Perceived vs. Objective Quality

I recently heard this story, but I can't recall who told it to me. I don’t have proof of its veracity so it might be apocryphal. Nevertheless, it illustrates an important point that I believe to be true independent of the truth of this story.

As the story goes, in the late 1990s, several Microsoft researchers set about trying to understand the quality of various operating system codebases. Of concern were Linux, Solaris, and Windows NT. The perception among the IT crowd was that Solaris and Linux were of high quality and Windows NT was not. These researchers wanted to test that objectively and understand why NT would be considered worse.

They used many objective measures of code quality to assess the 3 operating systems. This would be things like cyclomatic complextity, depth of inheritance, static analysis tools such as lint, and measurements of coupling. Without debating the exact value of this sort of approach, there are reasons to believe these sort of measurements are at least loosely correlated with defect density and code quality.

What the researchers found was the Solaris came out on top. It was the highest quality. This matched the common sense. Next up they found was Windows NT. It was closely behind Solaris. The surprise was Linux. It was far behind both of the other two. Why then the sense that it was high quality? The perceived quality of both NT and Linux did not match their objective measures of quality.

The speculation on the part of the researchers was that while Linux had a lot of rough edges, the most used paths were well polished. The primary scenarios were close to 100% whereas the others were only at, say, 60%. NT, on the other hand, was at 80 or 90% everywhere. This made for high objective quality, but not high experienced quality.

Think of it. If everything you do is 90% right, you will run into small problems all the time. On the other hand, if you stay within the expected lanes on something like Linux, you will rarely experience issues.

This coincides well with the definition of quality being about fitness for a function. For the functions it was being used for, Linux was very fit. NT supported a wider variety of functions, but was less fit for each of them and thus perceived as being of lower quality.
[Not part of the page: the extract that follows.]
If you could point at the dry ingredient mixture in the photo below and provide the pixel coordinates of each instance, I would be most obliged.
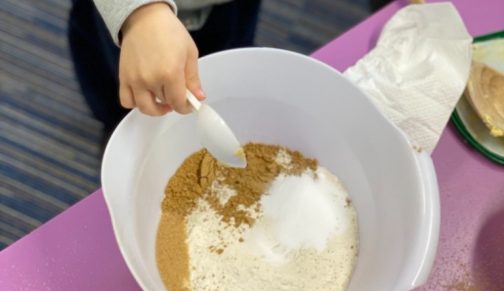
(249, 229)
The moral of the tale: Quality is not the absence of defects. Quality is the absence of the right kinds of defects. The way to achieve higher quality is not to scour the code for every possible defect. That may even have a negative effect on quality due to randomization. Instead, it is better to understand the user patterns and ensure that those are free of bugs. Data Driven Quality gives the team a chance to understand both these use patterns and what bugs are impeding them.